Problem with national characters in response after upgrading to Perl 5.8
After upgrading to Perl 5.8, I've got problems with non-ASCII
characters in SOAP responses. The problem appears to be
another (the other?) occurrence of one that's already worked
around in SOAP::Transport::HTTP::send_receive, and the immediate
fix is also the same.
The problem is:
- The XML content string to be output to the transport
may arrive at the transport in UTF-8 form. In that case,
the expectation is that the bytes making up the UTF-8
encoded form of the string is to be output.
- However, the UTF-8 flag is on, and since character
semantics apply, the length of the string is computed
as the number of characters, not the number of bytes.
Consequently, the computed content-length for HTTP is
wrong (in Perl 5.6.1).
- In Perl 5.8, things are even worse: On output, with
binmode in effect, the UTF-8 encoding is decoded.
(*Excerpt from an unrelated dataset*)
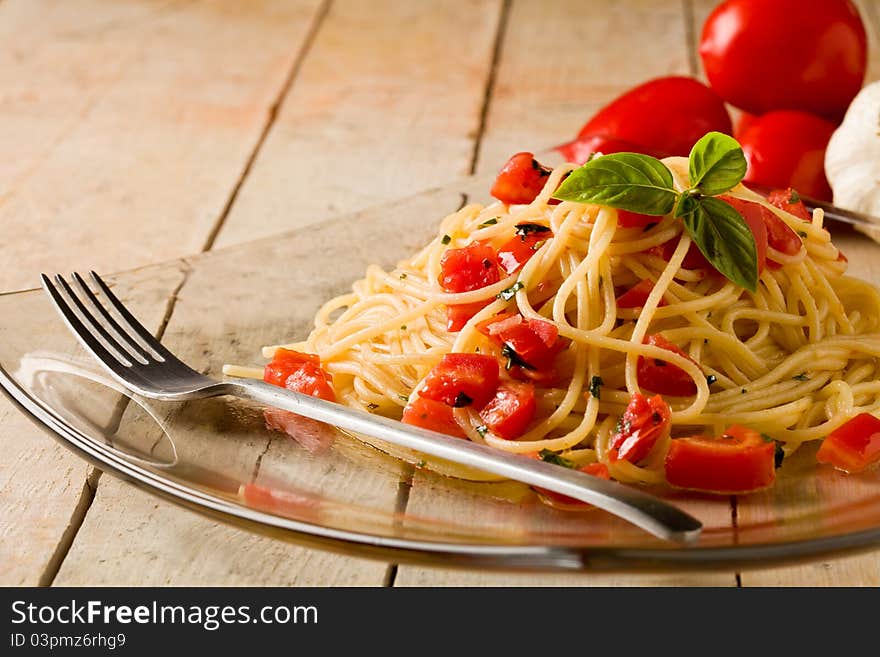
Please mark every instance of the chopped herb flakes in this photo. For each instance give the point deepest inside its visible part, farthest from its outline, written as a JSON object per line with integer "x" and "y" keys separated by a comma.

The net effect is to send the content with ISO-8859-1
The problem is worked around by re-packing the content
string ($envelope) to drop the UTF-8 flag, before
generating the HTTP request in the send_receive method:
# what to do? we calculate proper content-length (using
# bytelength() function from SOAP::Utils) and then drop utf8 mark
# from string (doing pack with 'C0A*' modifier) if length and
# bytelength are not the same
my $bytelength = SOAP::Utils::bytelength($envelope);
$envelope = pack('C0A*', $envelope)
if !$SOAP::Constants::DO_NOT_USE_LWP_LENGTH_HACK &&
length($envelope) != $bytelength;
This solves the problem with content length, and,
incidentally, also the problem with emitting the wrong
bytes, which did not surface until Perl 5.8.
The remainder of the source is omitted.